Она не помнила, кто первый предложил съездить выпить в Вальмери — она или Поль-Луи. Он рассказывал о деревне как экскурсовод: у местных было принято строить двухэтажные деревянные жилища; внизу располагались стойла, в которых зимовали коровы, — и их тепло и запахи подымались наверх, согревая дрожащих от холода хозяев в морозные месяцы. Теперь сараи на первых этажах большей частью были переделаны под тещины комнаты или сдавались в аренду лыжникам, приезжающим на зимний сезон. Тут были маленькие гостиницы, художественные галереи и дорогие магазины розничной торговли: часы, меха, изысканные лыжные костюмы, обувь.
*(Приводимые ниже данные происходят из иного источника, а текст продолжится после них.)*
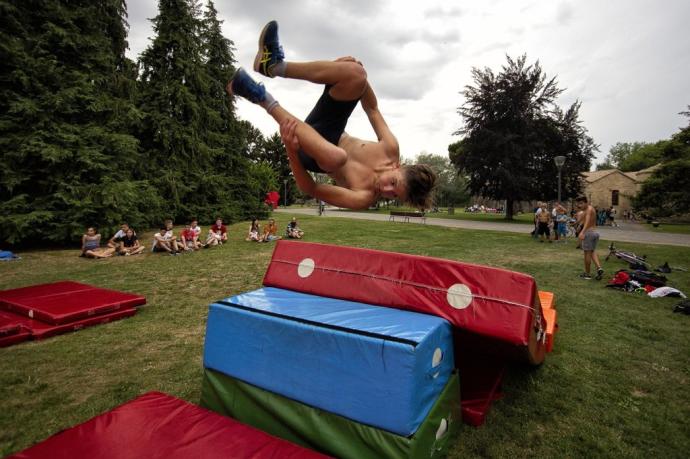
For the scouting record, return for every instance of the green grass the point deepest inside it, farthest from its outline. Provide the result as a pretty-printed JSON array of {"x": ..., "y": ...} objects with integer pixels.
[
  {"x": 677, "y": 228},
  {"x": 459, "y": 214},
  {"x": 615, "y": 385}
]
Почта, метеостанция, агентство по продаже железнодорожных билетов, конторы по прокату лыж, кинотеатр, концертный зал и каток, десяток ресторанчиков, а также большое строение, где размещались кабинки лыжных подъемников, которые по ночам теснились там, как сельди в бочке. В каждом баре царил дух легкомыслия, он ощущался на фоне слабого аромата растительного, как показалось Эми, происхождения — это мог быть и местный табак, и даже травка. И тем не менее все это имело не такой уж дикий вид — в Силиконовой Долине кокаина, без сомнения, было больше — и в целом производило успокаивающее впечатление. Здесь Эми чувствовала себя менее консервативной, чем дома, в своем хай-тековском[50] мире с его высокими ставками.
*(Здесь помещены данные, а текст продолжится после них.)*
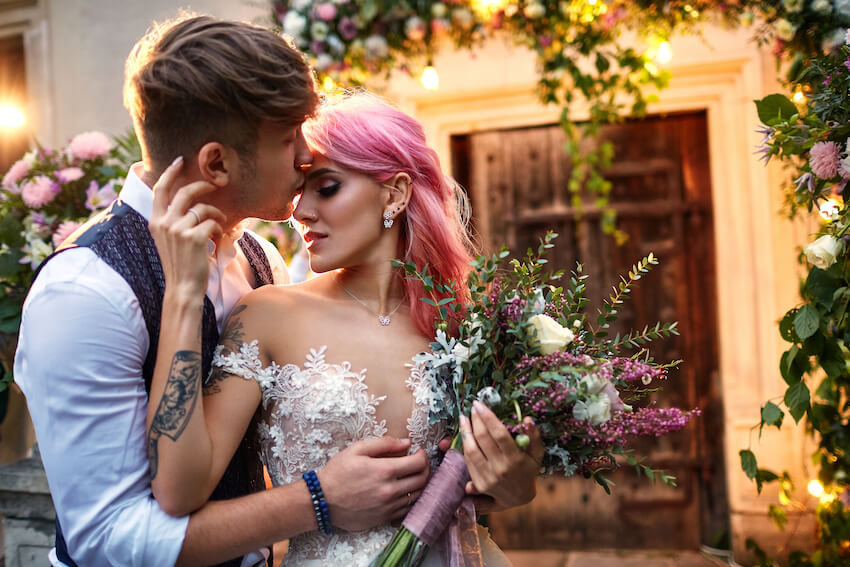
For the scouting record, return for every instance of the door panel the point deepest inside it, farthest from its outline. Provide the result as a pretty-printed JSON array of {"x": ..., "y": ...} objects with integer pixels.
[{"x": 517, "y": 182}]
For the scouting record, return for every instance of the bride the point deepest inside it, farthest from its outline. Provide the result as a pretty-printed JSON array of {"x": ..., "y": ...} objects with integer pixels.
[{"x": 330, "y": 361}]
В том заведении, куда они зашли, Поля-Луи знали. Они выпили пива и поболтали, перекрикивая недоделанный европейский хип-хоп. Поль-Луи довольно рано проводил Эми обратно в отель, в баре отеля они выпили еще немного пива, а потом Эми пожелала ему спокойной ночи и отправилась к себе в номер, чтобы заняться французским и лечь спать, чувствуя себя усталой и смущенной. Все шло так, как она и надеялась, — почти. Здесь встречались довольно интересные люди, теоретически имелись и знания, и опыт. Культуры, такой, какой она ее себе представляла, — богатого коктейля из искусства и музыки, которые обсуждаются на древних языках с безупречным вкусом, — в точном смысле слова здесь не наблюдалось, если только не принимать в расчет изысканность столовой. Но культура может подождать до Парижа.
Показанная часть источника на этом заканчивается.